「そうだと思う。意外と大丈夫なんだって本人がちょっとは自覚したのかも」

 ジークハルトが、父と家同士の付き合いで侯爵夫人とは知り合いだと言っていた。それを聞いて、エリザは早速『挨拶してきなさい』と課題を与えたわけだ。

 その様子を、彼女はルディオと共に支柱から見守っていた。

「かれこれ十三分! 目をそらさないでってのは、新記録だ」

 近衛騎士隊の紋章が刻まれた懐中時計を再び開いて、ルディオが「すげぇな」と感心した声を上げた。

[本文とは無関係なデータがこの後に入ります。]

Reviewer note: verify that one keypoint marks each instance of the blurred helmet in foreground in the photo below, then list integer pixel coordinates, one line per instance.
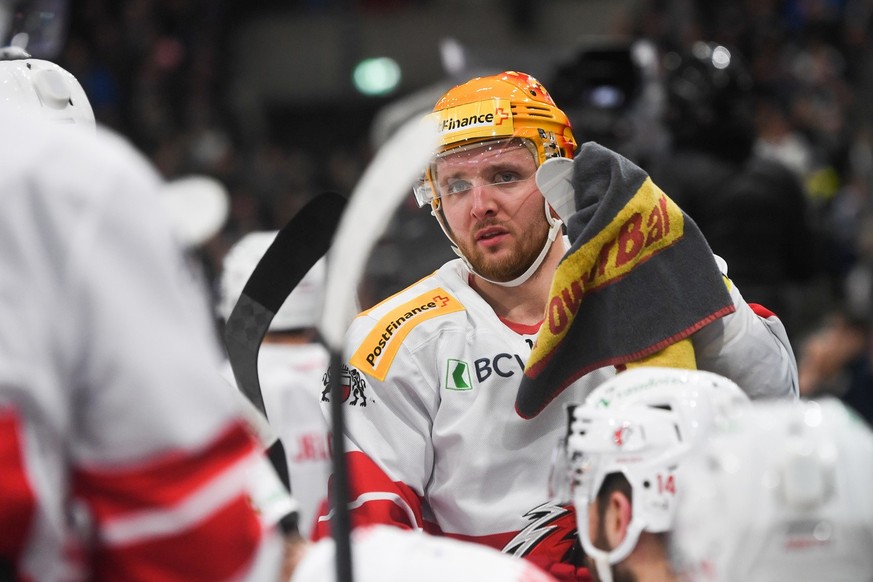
(382, 553)
(640, 425)
(782, 495)
(42, 89)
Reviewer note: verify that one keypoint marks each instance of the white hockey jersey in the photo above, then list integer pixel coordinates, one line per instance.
(434, 441)
(120, 458)
(290, 376)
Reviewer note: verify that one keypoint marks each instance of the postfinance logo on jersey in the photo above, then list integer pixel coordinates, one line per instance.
(377, 351)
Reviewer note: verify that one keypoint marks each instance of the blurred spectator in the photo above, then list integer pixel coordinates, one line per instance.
(753, 211)
(837, 360)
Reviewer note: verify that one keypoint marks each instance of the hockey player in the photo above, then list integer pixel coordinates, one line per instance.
(781, 494)
(433, 372)
(121, 459)
(290, 366)
(623, 448)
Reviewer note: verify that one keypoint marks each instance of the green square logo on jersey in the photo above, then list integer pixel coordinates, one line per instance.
(458, 375)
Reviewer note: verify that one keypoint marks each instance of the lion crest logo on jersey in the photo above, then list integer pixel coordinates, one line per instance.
(352, 385)
(550, 535)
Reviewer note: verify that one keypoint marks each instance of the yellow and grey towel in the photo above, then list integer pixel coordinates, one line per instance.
(638, 277)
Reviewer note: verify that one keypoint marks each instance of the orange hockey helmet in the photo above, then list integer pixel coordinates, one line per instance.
(502, 107)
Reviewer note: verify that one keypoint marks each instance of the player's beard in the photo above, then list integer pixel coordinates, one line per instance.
(619, 573)
(529, 246)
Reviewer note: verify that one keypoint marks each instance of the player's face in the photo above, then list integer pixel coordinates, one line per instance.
(598, 536)
(493, 208)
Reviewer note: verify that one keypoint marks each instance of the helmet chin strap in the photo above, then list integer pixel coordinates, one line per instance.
(554, 230)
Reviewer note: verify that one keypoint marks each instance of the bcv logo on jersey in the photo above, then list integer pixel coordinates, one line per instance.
(459, 373)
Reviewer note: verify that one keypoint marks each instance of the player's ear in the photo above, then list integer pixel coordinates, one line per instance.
(617, 518)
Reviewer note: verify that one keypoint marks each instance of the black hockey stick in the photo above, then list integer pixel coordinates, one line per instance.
(295, 250)
(297, 247)
(385, 183)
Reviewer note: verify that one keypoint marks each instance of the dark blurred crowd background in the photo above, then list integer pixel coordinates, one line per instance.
(161, 73)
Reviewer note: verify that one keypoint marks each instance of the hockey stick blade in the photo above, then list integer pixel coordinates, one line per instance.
(372, 204)
(297, 247)
(383, 186)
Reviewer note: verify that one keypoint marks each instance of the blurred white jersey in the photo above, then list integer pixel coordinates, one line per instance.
(290, 376)
(388, 554)
(119, 456)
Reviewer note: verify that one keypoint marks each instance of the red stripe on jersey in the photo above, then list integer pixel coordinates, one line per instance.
(160, 482)
(17, 501)
(215, 549)
(365, 478)
(761, 311)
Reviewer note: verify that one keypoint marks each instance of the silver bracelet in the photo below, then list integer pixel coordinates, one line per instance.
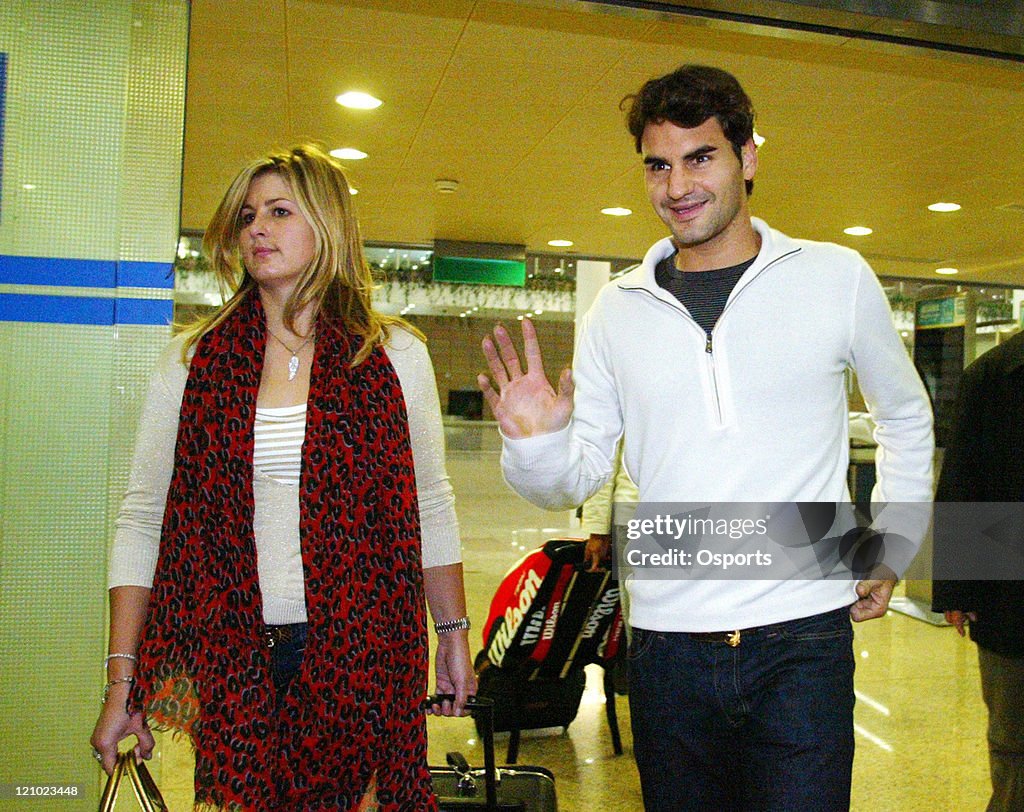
(444, 627)
(112, 683)
(119, 655)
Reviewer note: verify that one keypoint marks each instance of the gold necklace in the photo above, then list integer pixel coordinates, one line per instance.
(293, 365)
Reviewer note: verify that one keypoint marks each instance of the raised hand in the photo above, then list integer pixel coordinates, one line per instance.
(524, 403)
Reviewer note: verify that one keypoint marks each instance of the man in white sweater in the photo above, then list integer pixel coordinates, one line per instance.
(722, 358)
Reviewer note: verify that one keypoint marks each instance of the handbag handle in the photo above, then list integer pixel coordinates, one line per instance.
(141, 781)
(481, 708)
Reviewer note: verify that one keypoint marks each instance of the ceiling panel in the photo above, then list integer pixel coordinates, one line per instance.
(518, 101)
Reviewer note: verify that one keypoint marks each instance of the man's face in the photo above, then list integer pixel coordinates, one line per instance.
(695, 182)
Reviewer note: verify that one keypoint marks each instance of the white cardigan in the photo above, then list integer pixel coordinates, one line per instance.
(762, 417)
(136, 543)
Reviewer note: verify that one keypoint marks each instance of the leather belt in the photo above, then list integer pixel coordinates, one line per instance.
(732, 638)
(283, 634)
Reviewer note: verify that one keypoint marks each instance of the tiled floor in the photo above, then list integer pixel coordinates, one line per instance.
(920, 720)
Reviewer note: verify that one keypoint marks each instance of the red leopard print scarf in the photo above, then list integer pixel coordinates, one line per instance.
(354, 712)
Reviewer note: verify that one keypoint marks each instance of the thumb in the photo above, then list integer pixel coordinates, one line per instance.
(565, 384)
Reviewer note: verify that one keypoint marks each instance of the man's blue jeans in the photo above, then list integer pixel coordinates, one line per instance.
(765, 725)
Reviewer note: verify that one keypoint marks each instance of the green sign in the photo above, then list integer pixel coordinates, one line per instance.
(940, 312)
(480, 271)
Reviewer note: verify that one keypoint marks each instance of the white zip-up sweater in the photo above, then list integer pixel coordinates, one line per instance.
(756, 414)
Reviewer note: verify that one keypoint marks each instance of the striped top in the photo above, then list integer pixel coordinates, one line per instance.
(702, 293)
(278, 436)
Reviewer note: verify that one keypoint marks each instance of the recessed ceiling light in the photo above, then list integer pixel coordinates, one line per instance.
(356, 99)
(348, 154)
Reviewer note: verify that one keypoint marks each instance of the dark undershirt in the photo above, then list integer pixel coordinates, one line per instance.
(702, 293)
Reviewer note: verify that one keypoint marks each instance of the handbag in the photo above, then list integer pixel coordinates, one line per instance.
(141, 781)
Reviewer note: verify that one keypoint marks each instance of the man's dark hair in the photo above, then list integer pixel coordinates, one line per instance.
(687, 97)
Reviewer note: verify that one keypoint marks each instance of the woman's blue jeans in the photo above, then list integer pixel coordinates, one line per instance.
(765, 725)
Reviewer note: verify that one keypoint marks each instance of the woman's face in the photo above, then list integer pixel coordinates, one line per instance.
(276, 241)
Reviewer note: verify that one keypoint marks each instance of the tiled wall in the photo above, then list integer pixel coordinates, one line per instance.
(93, 105)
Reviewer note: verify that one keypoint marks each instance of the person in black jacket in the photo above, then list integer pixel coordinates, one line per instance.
(984, 463)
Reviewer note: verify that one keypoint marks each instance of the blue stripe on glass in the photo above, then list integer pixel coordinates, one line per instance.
(144, 311)
(53, 270)
(3, 105)
(56, 309)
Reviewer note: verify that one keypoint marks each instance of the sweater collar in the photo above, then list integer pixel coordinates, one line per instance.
(774, 245)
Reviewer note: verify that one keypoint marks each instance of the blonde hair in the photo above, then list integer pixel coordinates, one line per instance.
(337, 283)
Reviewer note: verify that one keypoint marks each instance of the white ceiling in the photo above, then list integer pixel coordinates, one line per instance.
(519, 102)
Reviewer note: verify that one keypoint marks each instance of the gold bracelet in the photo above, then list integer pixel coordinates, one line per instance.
(112, 683)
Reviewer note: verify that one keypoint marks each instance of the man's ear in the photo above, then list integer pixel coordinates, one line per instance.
(749, 158)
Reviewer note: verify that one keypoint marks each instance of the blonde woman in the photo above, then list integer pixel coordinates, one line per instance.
(288, 512)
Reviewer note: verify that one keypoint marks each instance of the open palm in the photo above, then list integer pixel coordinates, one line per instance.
(524, 402)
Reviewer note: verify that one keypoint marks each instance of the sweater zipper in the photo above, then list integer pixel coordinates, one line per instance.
(710, 337)
(716, 395)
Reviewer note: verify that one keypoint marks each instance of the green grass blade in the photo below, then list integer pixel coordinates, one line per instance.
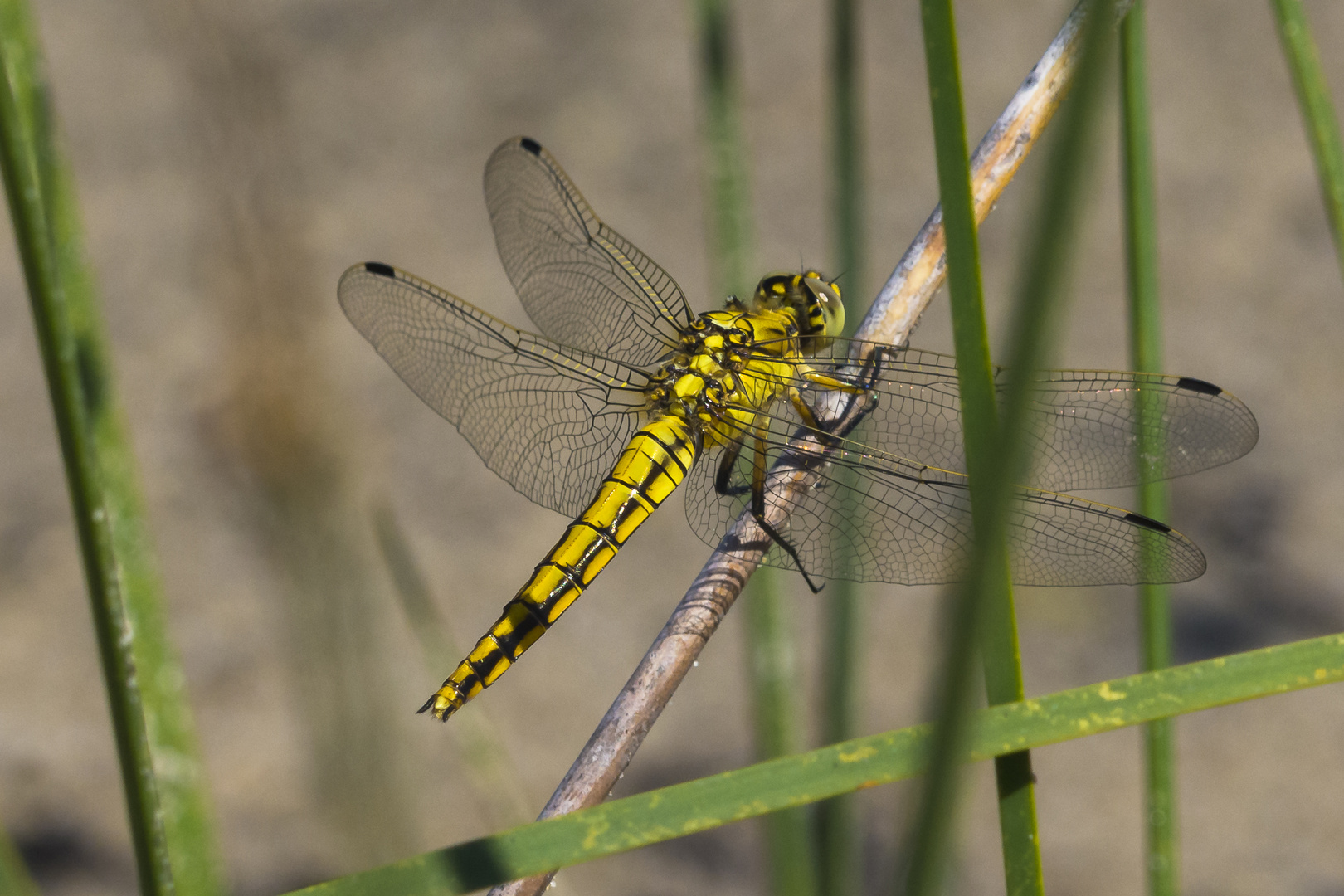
(1313, 97)
(795, 781)
(1146, 336)
(494, 777)
(15, 879)
(793, 869)
(839, 840)
(983, 611)
(162, 768)
(771, 641)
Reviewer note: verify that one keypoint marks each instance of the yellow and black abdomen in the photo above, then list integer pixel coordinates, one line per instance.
(652, 465)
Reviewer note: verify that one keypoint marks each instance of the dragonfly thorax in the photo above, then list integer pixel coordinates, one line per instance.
(728, 366)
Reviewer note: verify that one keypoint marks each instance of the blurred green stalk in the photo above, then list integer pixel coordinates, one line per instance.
(839, 843)
(162, 770)
(494, 777)
(771, 644)
(1313, 97)
(15, 879)
(1146, 334)
(981, 613)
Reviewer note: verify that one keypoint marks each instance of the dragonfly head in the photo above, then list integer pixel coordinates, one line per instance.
(813, 299)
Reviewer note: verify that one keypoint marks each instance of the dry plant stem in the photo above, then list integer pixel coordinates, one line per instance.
(891, 317)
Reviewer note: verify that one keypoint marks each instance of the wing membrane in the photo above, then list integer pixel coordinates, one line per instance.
(1085, 423)
(581, 282)
(877, 518)
(548, 419)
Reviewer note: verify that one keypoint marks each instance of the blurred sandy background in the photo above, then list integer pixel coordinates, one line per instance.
(233, 158)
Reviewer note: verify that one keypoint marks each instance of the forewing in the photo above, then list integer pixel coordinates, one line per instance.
(877, 518)
(580, 281)
(548, 419)
(1083, 427)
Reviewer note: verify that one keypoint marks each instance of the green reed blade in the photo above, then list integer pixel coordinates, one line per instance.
(1313, 99)
(990, 579)
(1146, 334)
(839, 840)
(771, 644)
(162, 768)
(983, 610)
(15, 879)
(795, 781)
(774, 681)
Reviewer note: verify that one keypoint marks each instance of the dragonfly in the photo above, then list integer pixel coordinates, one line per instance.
(624, 395)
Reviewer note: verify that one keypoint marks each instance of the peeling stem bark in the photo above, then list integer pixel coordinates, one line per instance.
(890, 319)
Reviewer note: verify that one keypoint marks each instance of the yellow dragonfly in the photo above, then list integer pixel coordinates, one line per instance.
(626, 394)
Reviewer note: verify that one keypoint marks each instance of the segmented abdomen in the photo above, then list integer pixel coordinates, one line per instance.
(652, 465)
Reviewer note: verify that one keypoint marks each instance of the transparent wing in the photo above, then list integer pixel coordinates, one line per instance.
(548, 419)
(580, 281)
(1085, 423)
(877, 518)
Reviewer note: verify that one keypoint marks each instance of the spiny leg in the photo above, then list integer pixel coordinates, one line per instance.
(726, 462)
(758, 469)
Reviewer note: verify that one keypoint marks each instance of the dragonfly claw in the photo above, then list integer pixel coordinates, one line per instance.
(444, 703)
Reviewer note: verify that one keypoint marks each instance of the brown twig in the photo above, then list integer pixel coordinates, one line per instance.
(890, 319)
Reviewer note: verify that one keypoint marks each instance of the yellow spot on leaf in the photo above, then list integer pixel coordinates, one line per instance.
(858, 755)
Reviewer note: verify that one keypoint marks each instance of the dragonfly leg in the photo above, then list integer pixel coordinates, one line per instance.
(758, 468)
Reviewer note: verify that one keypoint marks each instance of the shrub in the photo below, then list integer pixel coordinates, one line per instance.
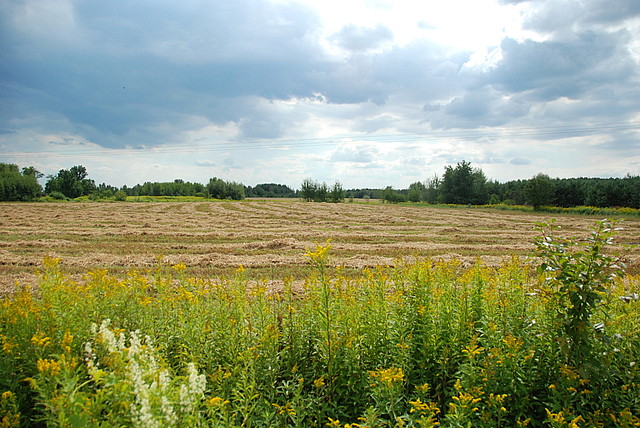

 以前、ジークハルトは『女性と面して話すのは十分ももちません!』と堂々な避けないことを主張してパーティーに臨んでいたわけだが、ここで見事、己の限界時間を突破したわけだ。

「意識してハードルを上げた特訓効果も出ているとしたら、私の判断は間違っていなかったな」

 ふっ、とエリザは得意げに顎に指を添える。

「あ~、治療係の終了期限のことか?」

 彼女は支柱から向こうを覗き込んで「うん」と答えた。

 それを見ながらルディオは、頭の後ろをかき「なんだかなぁ」と呟く。